Chinese communist revolutionary (1905–1928)

Zhou Wenyong (August 1905 – 6 February 1928) was a Chinese Communist Party revolutionary who took part in the failed Guangzhou Uprising, for which he was executed by the Kuomintang alongside his partner Chen Tiejun.

==Biography==
Zhou Wenyong was born in Kaiping in August 1905. He joined the Chinese Communist Party (CCP) in 1925, and became a member of the Standing Committee of the Guangdong Provincial Committee of the Chinese Communist Party.

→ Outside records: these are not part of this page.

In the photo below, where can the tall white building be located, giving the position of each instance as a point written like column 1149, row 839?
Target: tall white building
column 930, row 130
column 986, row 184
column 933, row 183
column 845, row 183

In October 1927, Zhou Wenyong and Chen Tiejun were sent to Guangzhou where they posed as a married couple while helping the CCP to prepare for the upcoming Guangzhou Uprising. As an experienced labor organizer, Zhou was tasked with organizing a force of 2,000 CCP cadres to prepare for an uprising in Guangzhou. After the failure of the uprising, they returned to Guangzhou to try and rebuild the party's underground organs, but were arrested by the Kuomintang due to the betrayal of an informant.

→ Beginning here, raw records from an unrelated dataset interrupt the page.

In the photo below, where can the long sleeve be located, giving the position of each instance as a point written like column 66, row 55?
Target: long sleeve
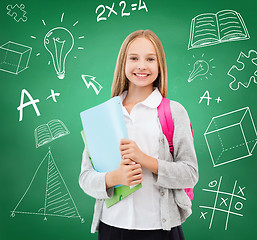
column 93, row 182
column 182, row 171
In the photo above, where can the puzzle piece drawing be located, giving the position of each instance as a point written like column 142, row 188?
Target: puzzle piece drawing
column 247, row 73
column 17, row 12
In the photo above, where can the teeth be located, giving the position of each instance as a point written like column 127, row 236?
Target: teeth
column 141, row 75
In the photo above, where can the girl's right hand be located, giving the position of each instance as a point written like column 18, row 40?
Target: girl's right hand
column 128, row 173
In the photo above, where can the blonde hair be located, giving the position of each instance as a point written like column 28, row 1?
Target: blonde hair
column 120, row 82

Zhou Wenyong was executed alongside Chen Tiejun at Honghuagang execution ground in Guangzhou on 6 February 1928. At Zhou's request, they were photographed together in prison shortly before their execution, and they announced their intention to marry before they were executed. In 1957 a memorial was built at the site of their execution within the Guangzhou Martyrs' Memorial Garden.